En estas dos comparaciones de Lucía, no hay entonces nada de "limitativo" o de "confuso": Lucía las hace de modo subjetivo, para ayudar a su lector a percibir mejor la realidad de lo que vio, y la interpretación de la noción de espejo hecha por el cardenal Ratzinger ¡es por lo tanto totalmente falsa y errónea!.

4) Las conclusiones de todos los grandes especialistas de Fátima, sobre el contenido del tercer secreto, antes de la publicación del 26 de junio pasado.


Todos estos especialistas estaban de acuerdo por unanimidad, en que la tercera parte del secreto hablaba principalmente de la pérdida de la verdadera fe en gran escala, incluso en el interior de la Iglesia y entre las almas consagradas: este es un resumen de sus conclusiones:

- Padre Joaquín María Alonso, el especialista oficial de 1966 a 1981 (año de
su muerte):


"'En Portugal se conservará siempre el dogma de la fe'. Esta frase insinúa con toda claridad un estado critico de la fe que sufrirán las otras naciones, es decir, una crisis de fe (...) Si "En Portugal se conservará siempre el dogma de la fe"... se puede deducir con toda claridad que en otras partes de la Iglesia, estos dogmas o bien van a obscurecerse, o incluso a perderse- ("La verdad sobre el secreto de Fátima"; Madrid, 1976, p. 64; 72-73).
- Padre Sebastián Martins dos Reís (fallecido en 1984):
"Es aquí donde se sitúa la tercera parte del secreto, que permanece sin revelar, y que probablemente no sea jamás revelada... (...)

Toda la agitada historia del secreto, y de lo que se pensó sobre él, de manera poco feliz, y lo que debe pensarse con exactitud, creo yo haberlo demostrado ampliamente, con rigurosa documentación y con una segura interpretación, en mi libro: 'El milagro del sol y el secreto de Fátima', Porto, 1966, p. 89-135".
Sigue la historia del texto de la tercera parte del secreto, de 1944 a 1960, y luego el texto continúa:
"Todo lo que se dijo de más -y brilla por su inverosimilitud- sobre lugares, contenido, revelación, texto y poseedores del Secreto, -todo, excepto cuanto se refiere a una crisis en el Dogma de la Fe en ciertas naciones, menos en Portugal no sobrepasó y no sobrepasa la alarma y la fantasía de mal gusto (...) para atraer la atención o darse importancia a expensas de lo sagrado" ('Síntesis critica de Fátima'; Porto, 1968, nota 44, p. 68-69).

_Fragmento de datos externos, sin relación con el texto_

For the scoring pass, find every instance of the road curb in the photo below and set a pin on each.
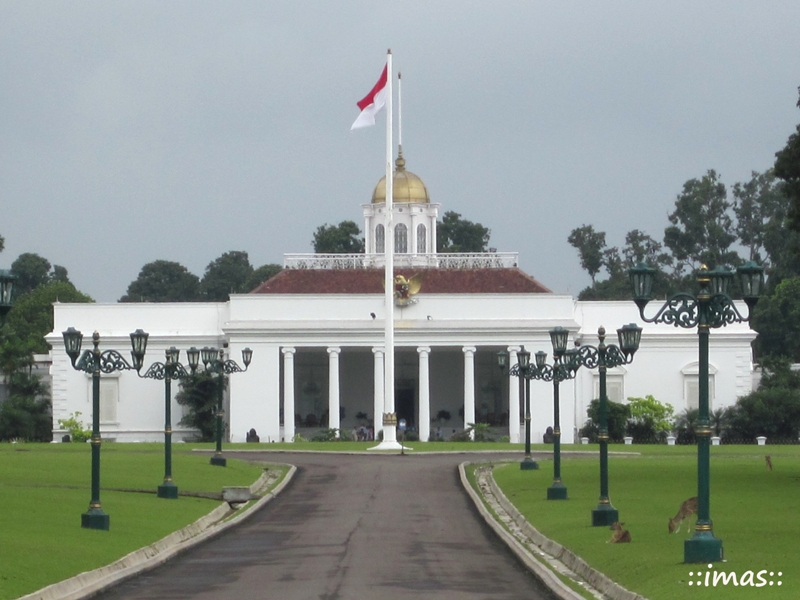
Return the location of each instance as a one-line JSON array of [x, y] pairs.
[[574, 563], [89, 583]]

- Declaración de monseñor do Amaral, Obispo de Leiria - Fátima, del 10 de septiembre de 1984, en Viena, Austria:

"El Secreto de Fátima no habla ni de bombas atómicas ni de cabezas nucleares, ni de misiles Pershing o SS-20. Su contenido no concierne más que a nuestra fe. Identificar el Secreto con anuncios catastróficos o con un holocausto nuclear, es deformar el sentido del mensaje. La pérdida de la fe de un continente es peor que el aniquilamiento de una nación; y es cierto que la fe disminuye continuamente en Europa".
(...) Y al decir del padre Luis Kondor, SVD, secretario e intérprete de monseñor do Amaral, él no había leído el texto del tercer secreto, pero podía apoyar lo que decía en el estudio que hizo del mensaje de Fátima". (Mensuario portugués 'Mensaje de Fátima—, N° 161, febrero de 1985, p. 1).

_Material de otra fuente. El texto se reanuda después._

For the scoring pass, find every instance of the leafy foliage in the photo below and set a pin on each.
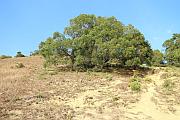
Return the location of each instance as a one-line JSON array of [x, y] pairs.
[[158, 58], [172, 50], [135, 84], [97, 42]]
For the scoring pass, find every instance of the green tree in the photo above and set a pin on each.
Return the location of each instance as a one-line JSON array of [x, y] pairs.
[[98, 42], [158, 58], [172, 50]]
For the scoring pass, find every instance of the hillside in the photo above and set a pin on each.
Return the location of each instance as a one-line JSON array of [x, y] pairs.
[[32, 93]]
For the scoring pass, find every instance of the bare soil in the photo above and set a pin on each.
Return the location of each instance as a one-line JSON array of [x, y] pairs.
[[32, 93]]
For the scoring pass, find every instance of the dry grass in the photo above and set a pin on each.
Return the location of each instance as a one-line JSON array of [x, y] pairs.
[[32, 93]]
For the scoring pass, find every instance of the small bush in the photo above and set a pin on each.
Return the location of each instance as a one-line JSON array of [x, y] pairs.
[[19, 65], [109, 77], [135, 86], [168, 84], [147, 80]]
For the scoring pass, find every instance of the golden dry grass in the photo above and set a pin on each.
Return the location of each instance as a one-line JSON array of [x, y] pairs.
[[32, 93]]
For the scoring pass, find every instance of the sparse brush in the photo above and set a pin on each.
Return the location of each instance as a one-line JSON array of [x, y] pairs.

Padre Luis Kondor, SVD, Postulador de las Causas de Francisco y Jacinta Marto, los dos pequeños pastorcitos beatificados el 13 de mayo pasado:
"Quien ha estudiado a fondo esta materia puede decir que la tercera parte del secreto habla de la desaparición de la fe en Europa y el acercamiento de las religione
s (Semanario "Euronoticias" del 24 de marzo de 2000, p. 9).

Los mejores expertos en la cuestión o los hombres que, en razón de su cargo, han debido estudiarla seriamente, llegan todos a la misma conclusión: la tercera parte del secreto de Fátima habla de la pérdida de la verdadera fe a muy gran escala. Pero nos ha presentado una visión de la cual se da una interpretación que evita toda mención de una crisis interna de la Iglesia en el dogma de la fe. Hay aquí una grave contradicción, que sería bueno que se explicase porque una de dos:

- o todos los especialistas se han equivocado, en cuyo caso deberían darse los motivos del error,

- o El Vaticano nos ha engañado y, con una ceguera intelectual y espiritual terrible, nos oculta lo esencial del secreto; en ese caso, mucho más verosímil, todo terminará por descubrirse en el futuro, pero ¿Qué enorme castigo será necesario para mover a las autoridades romanas al arrepentimiento?